There are also scented and colored lamp oils on the market which will work OK, but they may leave a visible, colored residue if you have a clear glass font, and these oils are less efficient as the additives cut down on the available BTUs the naked oils should be providing. It’s like putting ethanol in your cars gasoline supply. It works, but it cuts down on your mileage and you have to use more to go the same distance as without the ethanol.
Regular lamp oil is clear, and usually comes in a quart or 64oz bottle. If you keep it tightly sealed and out of the warmth of the sun the loss through evaporation will be negligible over normal time. It won’t last years and years, but you can expect it to be around for at least a few for storage purposes. A couple of decades ago I bought a couple of bottles to see how long they would keep. After six years in a closet we went through a several day blackout and ran out of the everyday oil. When I used this stored oil it worked fine and the loss was minimal, hardly noticeable in fact. I’d say it was probably less than a two to three percent loss at the most.

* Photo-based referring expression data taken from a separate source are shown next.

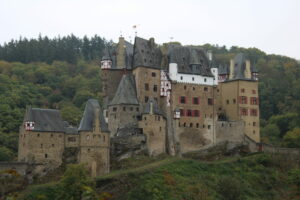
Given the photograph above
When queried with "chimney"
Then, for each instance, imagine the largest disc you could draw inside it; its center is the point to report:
(151, 107)
(209, 55)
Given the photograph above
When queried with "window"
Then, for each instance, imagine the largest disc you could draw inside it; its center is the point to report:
(181, 112)
(243, 100)
(71, 139)
(244, 111)
(210, 101)
(254, 101)
(196, 100)
(253, 112)
(182, 99)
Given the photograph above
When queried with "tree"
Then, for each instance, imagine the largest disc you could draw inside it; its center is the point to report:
(292, 138)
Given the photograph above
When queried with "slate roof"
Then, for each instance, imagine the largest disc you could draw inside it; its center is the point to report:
(223, 69)
(156, 109)
(45, 120)
(112, 54)
(146, 54)
(190, 60)
(106, 54)
(87, 121)
(126, 92)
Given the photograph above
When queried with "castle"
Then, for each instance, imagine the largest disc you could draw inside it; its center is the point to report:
(168, 98)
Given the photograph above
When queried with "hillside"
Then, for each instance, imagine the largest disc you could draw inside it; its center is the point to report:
(259, 176)
(62, 73)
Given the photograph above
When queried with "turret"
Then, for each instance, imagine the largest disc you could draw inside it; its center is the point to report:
(106, 61)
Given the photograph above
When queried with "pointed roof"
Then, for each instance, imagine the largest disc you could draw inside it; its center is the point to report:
(155, 108)
(190, 60)
(106, 54)
(87, 121)
(126, 92)
(45, 120)
(146, 54)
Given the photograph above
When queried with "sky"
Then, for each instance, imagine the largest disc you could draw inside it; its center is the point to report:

But kerosene is a much better choice. Its higher BTU rating will provide more candlepower, meaning a brighter light. Unfortunately, it does have an odor, but that can be eliminated by adding a special chemical that is said to eliminate the odor. It is also a much cheaper fuel in the long run compared to bottled lamp oil. You can buy it in bulk form, and many gas stations have K1 available that you can pump into five gallon cans. This fuel contains a red dye to make the federal tax collectors happy though, and I have had some discoloration in some lamps due to this dye. You can also buy it in crystal clear form from a lot of places that sell portable kerosene heaters, and also in one gallon cans in many paint supply stores and chain hardware stores. It can be much higher in cost that way though.
You will also need a supply of wicks. You can by them in a roll from some places and cut them to length, or in packages of usually five. ½” and 5/8th inches are the most common. Most of your lanterns will have a ½” wick while many lamps have a 5/8th inch wick. Cotton is the best material, but sometimes you can get fiberglass wicks that work very well also. However, the fiberglass is not so common a product and can be difficult to find unless you know of a particular supply house that trades in this sort of item.